Pertanto, è necessario ed urgente muoversi e lavorare per una politica che abbia ideali, che possa contribuire a ricomporre un tessuto sociale sempre più disgregato e complesso. Ripartendo da quei valori oggi tanto bistrattati: l’uguaglianza, la mutua solidarietà, il perseguimento del bene comune, l’affermazione dei diritti (collettivi e non solo individuali), la pace. In tal senso, Ciani ha avvertito: “se non si opera per raggiungere un obiettivo “alto”, tutto si farà sempre per soddisfare la propria necessità (reale o “percepita”) del momento. Tanti ancora credono in tali ideali e sono smarriti dinanzi al vuoto dei nostri giorni. Solo questo romperà la dicotomia “élite-popolo”: perché gli ideali uniscono tanti al di la delle differenze”.

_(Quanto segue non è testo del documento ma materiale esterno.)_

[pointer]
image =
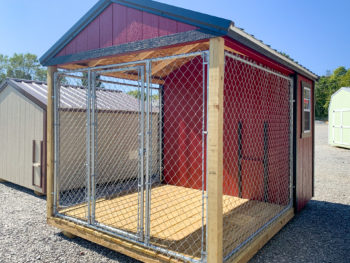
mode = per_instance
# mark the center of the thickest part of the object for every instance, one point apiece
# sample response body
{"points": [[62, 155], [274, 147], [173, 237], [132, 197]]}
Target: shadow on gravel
{"points": [[108, 253], [320, 233], [23, 190]]}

Opportunamente l’ex premier Gentiloni ha detto che “ci vuole oggi un segno di risveglio”. Rievocando gli inizi del secolo scorso ha messo in guardia che “il rischio è quello di fare come i sonnambuli del 1913 che non si sono resi conto della fine della belle epoque, dobbiamo renderci conto che la globalizzazione è  finita, quella positiva (direi illuminista). C’è bisogno di rimettere al centro i bisogni della gente e non farci contagiare da una politica gridata. Cerchiamo di alimentare speranza, contrapponiamo ai teorici della decrescita quello di una società più sobria, forse, ma che cresce”.

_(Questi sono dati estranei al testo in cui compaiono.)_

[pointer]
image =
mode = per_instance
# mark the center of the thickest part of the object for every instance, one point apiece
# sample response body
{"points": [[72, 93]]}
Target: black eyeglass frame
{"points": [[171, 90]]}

DemoS vuole essere una rete con al centro la S di solidarietà, è stato più volte ribadito. Una rete, che sappia coinvolgere i tanti già impegnati o che vorrebbero esserlo, ma non sanno con chi e non hanno rappresentanza. Ciani ha chiarito: “Tante liste civiche, associazioni, singoli… a cui dare rappresentanza senza cambiarli. Con una nostra identità chiara e al contempo aperti a tanti che vivono, desiderano, sognano un’altra società”.
In un tempo in cui tornano parole come “me ne frego”, ritornano la xenofobia e il razzismo, le lotte tra ultimi, penultimi o terzultimi, ritorniamo al noto motto I care di don Milani! Tutto ci interessa, ci incuriosisce, ripeteva don Milani. Capire, conoscere, informarci, studiare, ascoltare, parlare devono essere i termini di una nuova politica. “Riscopriamo la cortesia, l’attenzione, la passione per gli altri. Innanzitutto per i più fragili e poi per tutti. Potrei dire: prima tutti! O prima insieme! Per i periferici e le periferie (reali e simboliche) per giungere a tutti. Perché una società a misura di fragili è a misura di tutti. Per questo vogliamo pensare solidale!”, sono le parole con cui ha concluso Ciani.